In August 2003, the lawsuit says Reinstein offered to switch his patients to generic clozapine manufactured by Ivax Pharmaceuticals if the company met several conditions: agree to pay Reinstein $50,000 under a one-year “consulting agreement”; pay his nurse to speak on behalf of clozapine; and fund a clozapine research study by a Reinstein-affiliated entity known as Uptown Research Institute.

Ivax agreed and Reinstein immediately began switching his patients from Clozaril to Ivax’s clozapine, according to the lawsuit, which noted that he “quickly became the largest prescriber of generic clozapine in the country.”

“Reinstein’s inordinate prescribing of clozapine stands in stark contrast to its extremely limited use by other physicians,” the lawsuit stated.

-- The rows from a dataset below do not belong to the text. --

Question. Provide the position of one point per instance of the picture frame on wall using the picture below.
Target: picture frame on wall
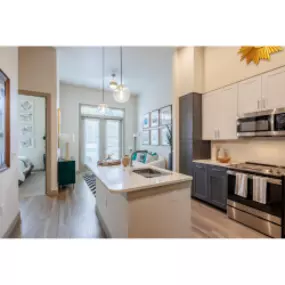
(154, 137)
(163, 136)
(154, 121)
(146, 121)
(145, 137)
(26, 106)
(166, 115)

The suit noted that, generally, 4 percent of schizophrenia patients who were prescribed antipsychotics received clozapine. But during the time Reinstein was allegedly accepting kickbacks from Ivax, more than 50 percent of his patients were prescribed Ivax’s clozapine, it charged.

At one nursing home, Reinstein had 75 percent of the 400 residents on Ivax’s clozapine.

In January 2006, Ivax became a subsidiary of Teva Pharmaceuticals Industries. From 2007 to 2009, the suit alleges, Teva and Reinstein entered into annual “speaker agreements” that resulted in Teva paying Reinstein more than $100,000.